Return data from Python's Redshift procedure call

Question:

redshift_connector is defined to be aligned with https://peps.python.org/pep-0249/#id24 but I can’t, after calling procedure, retrieve data into a dataframe.

Instead I’m getting 'mycursor' value. How to overcome this?

fetch*() methods don’t allow passing argument that will allow getting into data in mycursor.

I also tried RECORDS type but no luck.

Procedure’s body:

--CREATE TABLE reporting.tbl(a int, b int);
--INSERT INTO reporting.tblVALUES(1, 4);

CREATE OR REPLACE PROCEDURE reporting.procedure(param IN integer, rs_out INOUT refcursor)
LANGUAGE plpgsql
AS $$

BEGIN
  OPEN rs_out FOR SELECT a FROM reporting.tbl;
END;
$$;

Python code:

import redshift_connector

conn = redshift_connector.connect(
     host='xyz.xyz.region.redshift.amazonaws.com',
     database='db',
     port=5439,
     user="user",
     password='p@@s'
)
  

cursor = conn.cursor()

cursor.execute("BEGIN;") 
res = cursor.callproc("reporting.procedure", parameters=[1, 'mycursor'])
res = cursor.fetchall()
cursor.execute("COMMIT;")

#returns (['mycursor'],)
print(res)
Asked By: marcin2x4

||

Answers:

I think you are trying to define 2 cursors and only one is allowed. "conn.cursor()" creates a cursor with name defined by redshift_connector. "OPEN rs_out FOR SELECT a FROM reporting.tbl;" in your procedure opens a second cursor with the name mycursor. The "cursor.fetchall()" is trying to fetch from the first cursor (and possibly erroring). No command is fetching from mycursor.

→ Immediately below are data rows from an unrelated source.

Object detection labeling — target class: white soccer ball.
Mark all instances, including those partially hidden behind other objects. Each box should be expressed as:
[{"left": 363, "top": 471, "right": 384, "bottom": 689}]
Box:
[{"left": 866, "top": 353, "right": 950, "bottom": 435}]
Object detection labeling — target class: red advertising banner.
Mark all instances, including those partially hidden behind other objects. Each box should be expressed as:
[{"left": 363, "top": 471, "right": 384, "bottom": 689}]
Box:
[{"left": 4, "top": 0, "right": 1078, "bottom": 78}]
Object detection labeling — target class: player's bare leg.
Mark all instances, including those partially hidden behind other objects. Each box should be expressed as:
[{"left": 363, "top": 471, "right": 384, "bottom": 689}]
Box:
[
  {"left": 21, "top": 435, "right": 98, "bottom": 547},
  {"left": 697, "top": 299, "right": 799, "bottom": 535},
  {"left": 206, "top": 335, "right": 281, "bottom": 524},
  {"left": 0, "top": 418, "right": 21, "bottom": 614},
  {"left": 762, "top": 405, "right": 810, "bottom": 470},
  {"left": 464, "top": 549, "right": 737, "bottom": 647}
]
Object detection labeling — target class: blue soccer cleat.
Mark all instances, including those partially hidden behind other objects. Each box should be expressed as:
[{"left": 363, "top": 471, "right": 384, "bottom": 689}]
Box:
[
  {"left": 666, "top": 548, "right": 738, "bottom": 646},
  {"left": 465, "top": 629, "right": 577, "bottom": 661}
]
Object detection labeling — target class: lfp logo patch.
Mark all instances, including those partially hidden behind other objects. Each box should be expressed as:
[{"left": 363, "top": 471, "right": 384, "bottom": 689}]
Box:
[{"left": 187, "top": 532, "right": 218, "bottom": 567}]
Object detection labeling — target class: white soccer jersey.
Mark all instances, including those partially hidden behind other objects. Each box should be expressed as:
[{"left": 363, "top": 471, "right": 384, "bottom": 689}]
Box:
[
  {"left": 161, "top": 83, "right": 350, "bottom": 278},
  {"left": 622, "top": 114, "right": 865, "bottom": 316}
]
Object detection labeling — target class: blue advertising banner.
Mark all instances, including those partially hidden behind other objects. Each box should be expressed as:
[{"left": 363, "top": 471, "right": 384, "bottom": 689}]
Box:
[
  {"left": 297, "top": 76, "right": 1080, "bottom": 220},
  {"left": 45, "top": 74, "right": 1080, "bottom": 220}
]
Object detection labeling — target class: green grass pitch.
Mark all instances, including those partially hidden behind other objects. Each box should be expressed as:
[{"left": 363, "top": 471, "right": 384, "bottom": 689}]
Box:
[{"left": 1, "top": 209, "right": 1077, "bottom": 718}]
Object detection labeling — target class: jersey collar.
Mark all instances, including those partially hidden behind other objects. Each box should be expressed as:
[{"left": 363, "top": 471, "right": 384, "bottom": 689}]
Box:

I don’t believe there is a way to get "cursor.fetchall()" to point to a different cursor name so I think you need to run the SQL commands (CALL, FETCH, etc) directly.

Something like this:

import redshift_connector

conn = redshift_connector.connect(
     host='xyz.xyz.region.redshift.amazonaws.com',
     database='db',
     port=5439,
     user="user",
     password='p@@s'
)

conn.run("BEGIN;") 
res = conn.run("CALL reporting.procedure(1, 'mycursor')")
res = conn.run("FETCH ALL FROM mycursor;")
conn.run("COMMIT;")

print(res)

Be aware that if you are on a single node Redshift cluster FETCH ALL isn’t allowed and you will need to use FETCH FORWARD instead.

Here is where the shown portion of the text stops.